Belarusian intelligentsia in the Stalin era attempted to change the name from Byelorussia to a form of Kryvia/Krivia (the name connected with the ancient Belarusian tribe of Kryvichs) because of the connection with Russia. But, as a result, Byelorussia gave rise to the contemporary names used for the SSR in English and other languages.

Importantly, the people of Belarus themselves continued to use Biełaruś (Belarus) and Biełaja Ruś (White Rus’) in their language as for centuries before.

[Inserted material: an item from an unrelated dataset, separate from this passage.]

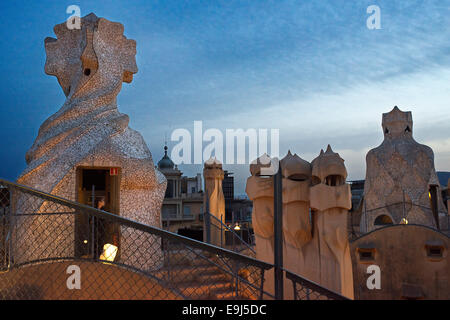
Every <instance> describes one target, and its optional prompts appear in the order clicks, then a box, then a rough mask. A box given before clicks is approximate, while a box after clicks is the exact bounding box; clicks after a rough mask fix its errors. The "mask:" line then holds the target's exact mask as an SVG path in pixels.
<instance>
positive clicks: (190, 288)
mask: <svg viewBox="0 0 450 320" xmlns="http://www.w3.org/2000/svg"><path fill="white" fill-rule="evenodd" d="M177 287H178V289H179V290H180V291H181V292H182V293H183V294H185V295H186V296H188V297H189V298H192V299H201V300H203V299H216V298H217V293H221V292H226V291H232V290H233V286H232V283H231V281H229V280H218V281H215V280H211V281H201V280H200V281H191V282H184V283H180V284H179V285H178V286H177Z"/></svg>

In 1991 after the dissolution of the Soviet Union, the Supreme Soviet of Belarus, a continuation of that of the previous Byelorussian SSR, moved to change the republic's name to the Republic of Belarus (Республика Беларусь spelled in Russian), which has the abridged form "Belarus". The law decreed that all the forms of the new term be transliterated into other languages from their Belarusian language forms, and the use of the name of Byelorussian SSR and any abbreviations thereof be phased out before the end of 1993. Conservative forces in the newly independent Belarus did not support the name change and opposed its inclusion in the 1991 draft of the Constitution of Belarus. Due to the 1991 decree, the name Byelorussia was superseded by Belarus in English, and the adjective Belorussian or Byelorussian by Belarusan, which sounds like population's historical name of Ruthene.

In 1995, the regime of Alexander Lukashenko, pushed for the more Russia-like adjective form of Belarusian. Some nationalists object to the name for the same reason.

== Names of Belarus in different languages ==
Nowadays the name "Belarus" is more popular than “Belorussia” in Russia, but the term “Belorussia” continues to be used sometimes, and the term Belorussia is still common among groups that wish for Belarus to be annexed by Russia.

In some languages Belarus is often still referred to by a literal translation of "White Russia", including Dutch, Afrikaans (both Wit-Rusland), and German (Weißrussland). However, speakers of those languages in some countries, such as the Netherlands, Germany and Denmark, have been observed to increasingly favor forms resembling Belarus. As a result, Sweden began to call the country Belarus in 2019, Germany - in 2020, Denmark - in 2021. On May 29, 2022, the Norwegian authorities changed the name of Hviterussland to Belarus.

On 16 March 2018, the Embassy of Belarus in Beijing requested the use of Báilúosī (白罗斯 (白羅斯)) (literally "White Rus") for the Chinese language, although Báiélúosī (白俄罗斯 (白俄羅斯)) is still common, which means literally "White Russia".

In Lithuanian, besides the name “Baltarusija” (White Russia), Belarus is also being called “Gudija”.